Mas podemos nos perguntar: por que uma ditadura do proletariado se o objetivo final é a
abolição da sociedade capitalista e de toda dominação das classes? Por que o proletariado deve
tomar o poder se o objetivo final é acabar com todos os meios de dominação de uma classe sobre a
outra, incluindo a política e o Estado? A questão é esclarecida pelo próprio Marx em resposta a um
editor de um jornal alemão da época. Este editor criticara Marx exatamente pela defesa da ditadura
do proletariado. A resposta de Marx foi a seguinte: “No artigo do seu jornal ... você me censurou
por defender o governo e a ditadura da classe trabalhadora, enquanto você propõe, em oposição a
mim mesmo, a abolição das distinções de classe em geral.
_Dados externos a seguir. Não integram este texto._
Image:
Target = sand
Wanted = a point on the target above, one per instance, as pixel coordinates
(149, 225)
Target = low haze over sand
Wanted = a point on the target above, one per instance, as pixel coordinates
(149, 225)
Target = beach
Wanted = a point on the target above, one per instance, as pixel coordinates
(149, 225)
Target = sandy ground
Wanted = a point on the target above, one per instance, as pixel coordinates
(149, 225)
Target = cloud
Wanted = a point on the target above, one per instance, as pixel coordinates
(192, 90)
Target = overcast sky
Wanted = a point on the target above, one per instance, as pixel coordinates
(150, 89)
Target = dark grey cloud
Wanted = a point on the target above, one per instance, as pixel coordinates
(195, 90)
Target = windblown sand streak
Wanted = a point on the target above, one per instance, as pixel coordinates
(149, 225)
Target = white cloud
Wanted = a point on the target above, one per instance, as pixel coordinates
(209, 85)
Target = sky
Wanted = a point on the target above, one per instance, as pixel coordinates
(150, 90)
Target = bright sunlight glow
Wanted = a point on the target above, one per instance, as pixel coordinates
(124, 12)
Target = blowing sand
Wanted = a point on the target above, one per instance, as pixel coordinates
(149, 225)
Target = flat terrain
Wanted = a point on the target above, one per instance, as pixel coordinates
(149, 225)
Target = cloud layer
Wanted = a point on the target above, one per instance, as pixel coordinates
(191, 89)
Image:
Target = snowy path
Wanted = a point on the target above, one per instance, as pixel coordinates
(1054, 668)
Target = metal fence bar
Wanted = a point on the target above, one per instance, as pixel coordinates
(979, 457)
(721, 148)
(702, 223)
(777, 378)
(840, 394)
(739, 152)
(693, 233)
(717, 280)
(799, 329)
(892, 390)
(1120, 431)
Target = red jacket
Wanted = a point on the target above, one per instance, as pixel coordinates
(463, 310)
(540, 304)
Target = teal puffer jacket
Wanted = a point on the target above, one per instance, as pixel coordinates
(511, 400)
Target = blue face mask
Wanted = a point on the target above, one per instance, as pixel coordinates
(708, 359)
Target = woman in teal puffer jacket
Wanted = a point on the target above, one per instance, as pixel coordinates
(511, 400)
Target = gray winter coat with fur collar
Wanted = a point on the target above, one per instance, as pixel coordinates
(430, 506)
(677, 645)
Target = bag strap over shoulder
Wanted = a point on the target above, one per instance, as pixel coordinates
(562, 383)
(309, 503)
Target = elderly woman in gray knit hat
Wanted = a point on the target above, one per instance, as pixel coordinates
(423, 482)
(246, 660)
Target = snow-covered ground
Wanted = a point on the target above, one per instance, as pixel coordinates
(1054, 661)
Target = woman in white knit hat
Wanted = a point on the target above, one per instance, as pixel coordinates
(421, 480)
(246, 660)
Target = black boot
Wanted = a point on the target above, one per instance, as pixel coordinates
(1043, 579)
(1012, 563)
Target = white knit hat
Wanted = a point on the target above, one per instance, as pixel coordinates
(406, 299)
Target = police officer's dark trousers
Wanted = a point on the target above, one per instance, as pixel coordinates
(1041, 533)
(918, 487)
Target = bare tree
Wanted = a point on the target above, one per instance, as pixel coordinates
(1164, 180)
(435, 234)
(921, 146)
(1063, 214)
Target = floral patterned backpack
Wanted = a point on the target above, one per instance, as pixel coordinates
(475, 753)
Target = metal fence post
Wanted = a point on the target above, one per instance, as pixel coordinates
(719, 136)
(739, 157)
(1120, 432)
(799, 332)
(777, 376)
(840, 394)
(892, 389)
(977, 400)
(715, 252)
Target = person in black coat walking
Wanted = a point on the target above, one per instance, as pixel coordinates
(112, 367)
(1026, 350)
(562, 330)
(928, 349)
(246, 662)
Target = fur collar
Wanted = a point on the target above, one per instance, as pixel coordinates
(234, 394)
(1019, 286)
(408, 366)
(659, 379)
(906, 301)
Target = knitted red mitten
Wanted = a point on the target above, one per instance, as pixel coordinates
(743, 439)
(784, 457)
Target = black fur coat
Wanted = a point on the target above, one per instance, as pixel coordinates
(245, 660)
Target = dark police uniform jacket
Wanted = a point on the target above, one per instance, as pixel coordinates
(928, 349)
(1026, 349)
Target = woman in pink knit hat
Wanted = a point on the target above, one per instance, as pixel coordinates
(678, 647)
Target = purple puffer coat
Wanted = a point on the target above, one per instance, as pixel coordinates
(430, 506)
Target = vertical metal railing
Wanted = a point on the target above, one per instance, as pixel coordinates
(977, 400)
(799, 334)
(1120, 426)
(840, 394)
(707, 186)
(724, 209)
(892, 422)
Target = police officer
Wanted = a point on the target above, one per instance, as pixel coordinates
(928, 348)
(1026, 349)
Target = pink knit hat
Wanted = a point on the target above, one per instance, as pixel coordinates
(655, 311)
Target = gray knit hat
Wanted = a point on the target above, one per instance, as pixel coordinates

Eu não entendo essa correção”. E
continua: "Este socialismo (isto é, o comunismo) é a declaração da permanência da revolução, a
ditadura de classe do proletariado como a ponto de trânsito necessário para a abolição das distinções
de classe em geral".
Como podemos ver, de um ponto de vista mais geral, a ditadura do proletariado é apenas um
meio para que se atinja o fim de todas as classes sociais e de uma sociedade baseada na exploração,
na opressão e na dominação. Mas, nos dias de hoje, quando a classe trabalhadora está afastada de
todas as formas de poder, a ditadura do proletariado é a finalidade primeira do Partido
revolucionário. Somente com a derrota do capitalismo a nível mundial, arena sob a qual se move o
capital, estarão dadas as condições para uma sociedade sem classes (e sem Estado).
Seria esta obsessão de Marx com o programa, e a ditadura do proletariado, um resíduo
sectário do século XIX? Um obstáculo para a unidade da classe trabalhadora e, assim, para a
realização dos seus fins? Não acreditamos. Em resposta a essas questões, terminamos citando a fala
de intervenção de Marx na Primeira Internacional em 15 de outubro de 1871. Nesta fala ele fez um
balanço dos motivos da derrota da Comuna de Paris, a primeira revolução vitoriosa dos
trabalhadores. A esse respeito comenta Marx:

“A Comuna não conseguiu encontrar uma nova forma de governo de classe. Ao destruir as
condições existentes de opressão, transferindo todos os meios de trabalho para o trabalhador
produtivo, e assim obrigando todos os indivíduos capazes a trabalhar para viver, a única base
para o domínio de classe e opressão seria removida. Mas antes que tal mudança pudesse ser
efetuada, uma ditadura proletária se tornaria necessária, e a primeira condição disso era um
exército proletário. As classes trabalhadoras teriam que conquistar o direito de emancipar-se
no campo de batalha. A tarefa da Internacional é organizar e combinar as forças de trabalho
para a próxima luta.”

Como podemos perceber, o programa não é um capricho de Marx. Um programa equivocado


conduz a derrotas e, com isso, a desmoralização e retrocesso da luta da classe trabalhadora. As lutas
sindicais e por direitos dentro da sociedade capitalista são incapazes de resolver de forma definitiva
os problemas da classe trabalhadora. Mesmo quando essas lutas são vitoriosas, os problemas
retornam com mais força anos depois. Da mesma forma, é impossível administrar um Estado
capitalista, pois esse é construído para atender as necessidades da classe dominante. O programa
pelo qual Marx batalhou aponta para a única solução definitiva para a classe trabalhadora.